The milestone comes as the country sees mixed signals related to the virus. The seven-day average of daily coronavirus cases is down 17% from a week ago to about 166,000 per day, the lowest level since early December. Hospitalizations are declining nationwide as well, according to data from the Covid Tracking Project. At the same time, new strains of the virus have emerged worldwide, prompting the Biden administration to impose measures such as travel restrictions on some non-U.S. citizens entering the country.

In total, the coronavirus has claimed more than 425,000 lives in the U.S., more than any other country, according to Hopkins data.

—Nate Rattner

Oxfam warns it may take a decade for poor to recover pandemic losses

A branch of Oxfam in London, February 12, 2018.
Peter Nicholls | Reuters

The pandemic economically hit women and ethnic minorities the hardest, while the 1,000 richest people on the planet recouped their losses within nine months, reports CNBC's Holly Ellyatt, according to estimates from the global charity Oxfam.

Oxfam believes it could take more than a decade for the world's poorest to recover as the pandemic "ushered in the worst job crisis in over 90 years with hundreds of millions of people now underemployed or out of work."

Oxfam's report, entitled "The Inequality Virus," was published on Monday to coincide with the start of the World Economic Forum's Davos Agenda, taking place virtually this year amid the pandemic.

The charity said a temporary tax on excess profits made by the 32 global corporations that "have gained the most during the pandemic" could have raised $104 billion in 2020, "enough to provide unemployment benefits for all workers and financial support for all children and elderly people in low- and middle-income countries."

Responding to the report, Mark Littlewood, director general at free-market think tank the Institute of Economic Affairs, said that while "Oxfam is right to highlight the impact the pandemic has had on the world's poorest ... the charity's proposed solutions demonstrate a fundamental misunderstanding of both economics and poverty relief."

—Melodie Warner 

51 million Americans accrued more credit card debt because of Covid

Just over half of the adults with credit card debt, or roughly 51 million people, added to their balances since the start of the coronavirus crisis, according to a new report by Nearly half, or 44%, said the pandemic was to blame, the report also found.

The near-even split is another indication of a so-called K-shaped recovery, with the wealthiest Americans faring better while millions more face other setbacks like job losses.

Overall, credit card balances are down slightly from where they were one year ago, according to the most recent data from the Federal Reserve Bank of New York.

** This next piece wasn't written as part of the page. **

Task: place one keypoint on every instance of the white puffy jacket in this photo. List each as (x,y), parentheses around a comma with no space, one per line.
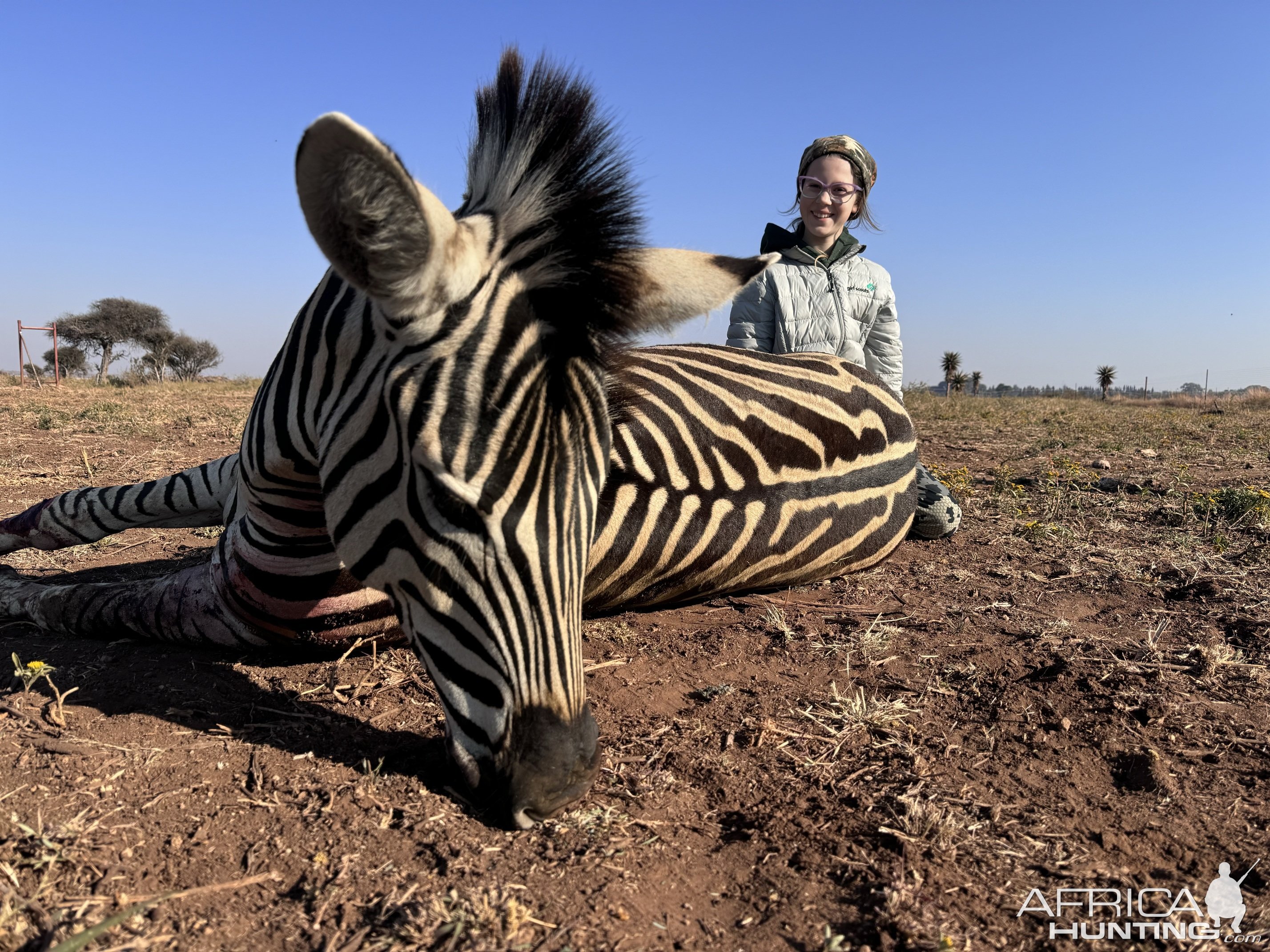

A number of households chose to pay down existing credit card debt and shore up their financial standing due to the pandemic.

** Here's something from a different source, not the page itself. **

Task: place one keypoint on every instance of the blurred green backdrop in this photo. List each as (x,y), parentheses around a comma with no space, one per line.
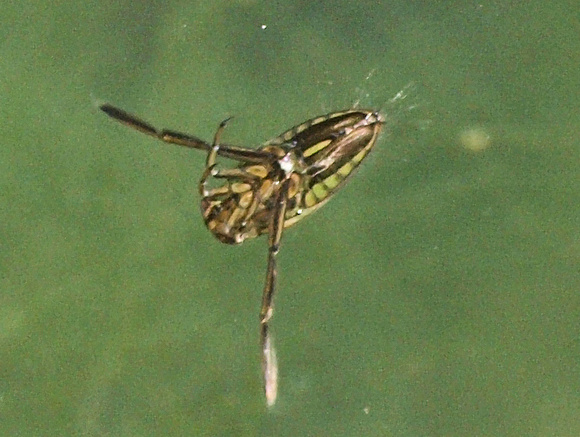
(437,294)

 The average balance is now around $5,315.

—Jessica Dickler

AstraZeneca, in defense of delayed rollout, says EU ordered Covid vaccine later than UK

AstraZeneca CEO Pascal Soriot, in defense of the drugmaker's delayed Covid vaccine rollout to the EU, said the 27-member bloc ordered three months later than the U.K., however, the company is "working 24/7" to fix production issues, reports CNBC's Holly Ellyatt.

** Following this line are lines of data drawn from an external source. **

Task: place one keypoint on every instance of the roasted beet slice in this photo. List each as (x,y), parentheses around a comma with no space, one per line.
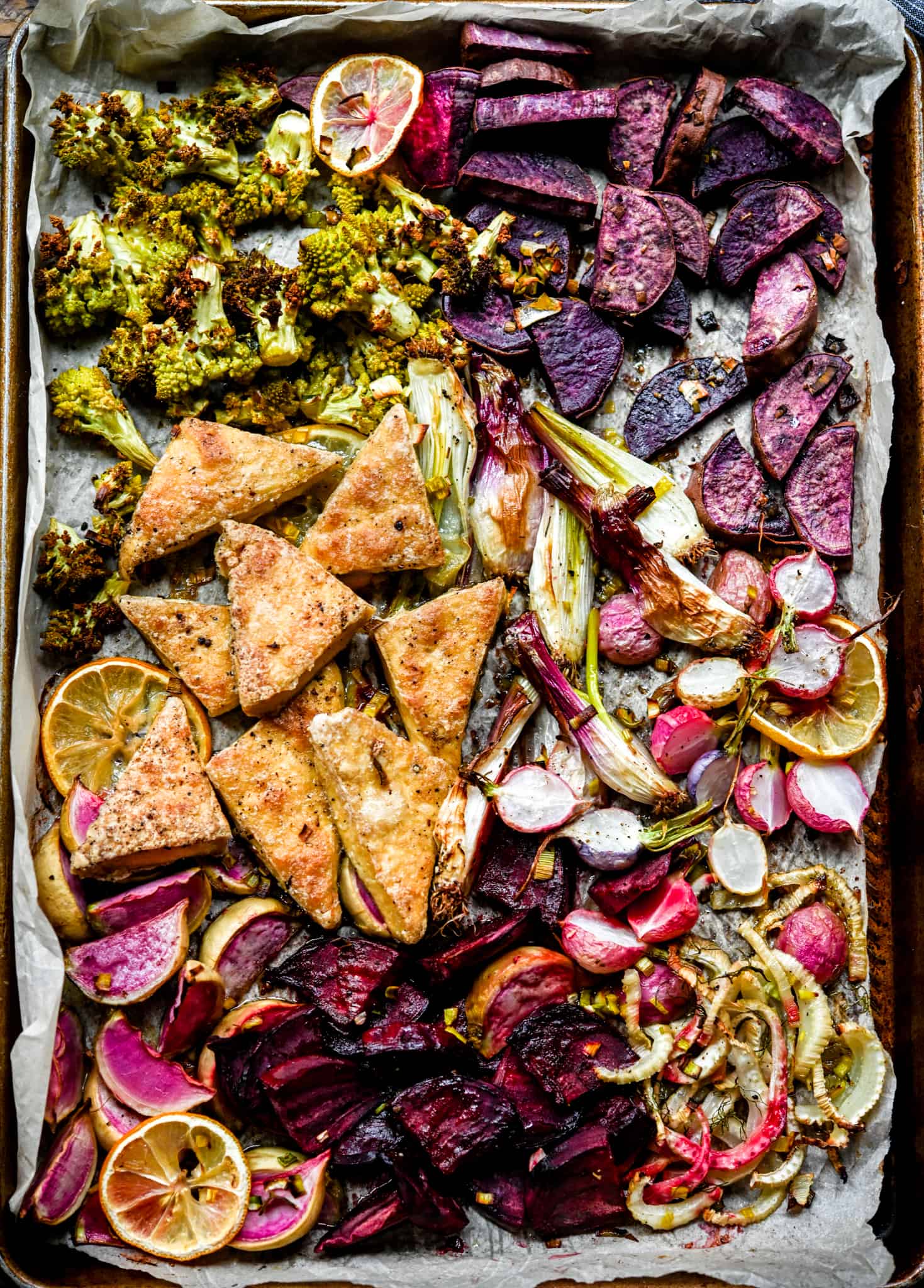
(782,318)
(635,262)
(636,135)
(457,1119)
(736,151)
(523,76)
(373,1216)
(788,411)
(540,244)
(534,179)
(820,492)
(481,45)
(678,399)
(691,236)
(683,145)
(562,1045)
(732,496)
(580,353)
(798,120)
(506,876)
(319,1099)
(766,219)
(433,142)
(468,955)
(615,893)
(489,323)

The European medicines regulator is expected to approve AstraZeneca's coronavirus vaccine by the end of the week. The EU was expecting around 80 million doses by the end of March but will reportedly receive only around 31 million doses.

Soriot said that as soon as the vaccine is approved by the European Medicines Agency, "we will be shipping at least 3 million doses immediately to Europe, then we'll have another shipment about a week later and then the third or fourth week of February. And the target is to deliver 17 million doses by February."

—Melodie Warner 

Current vaccine production capacity won’t bring global herd immunity until mid-2022: INSEAD

Current Covid vaccine manufacture capacity won't bring global herd immunity until mid-2022: INSEAD
Current Covid vaccine manufacture capacity won't bring global herd immunity until mid-2022: INSEAD

Many Covid-19 vaccine manufacturers are attempting to figure out ways to expand their production capacities, Prashant Yadav, an affiliate professor of technology and operations management at INSEAD, told CNBC.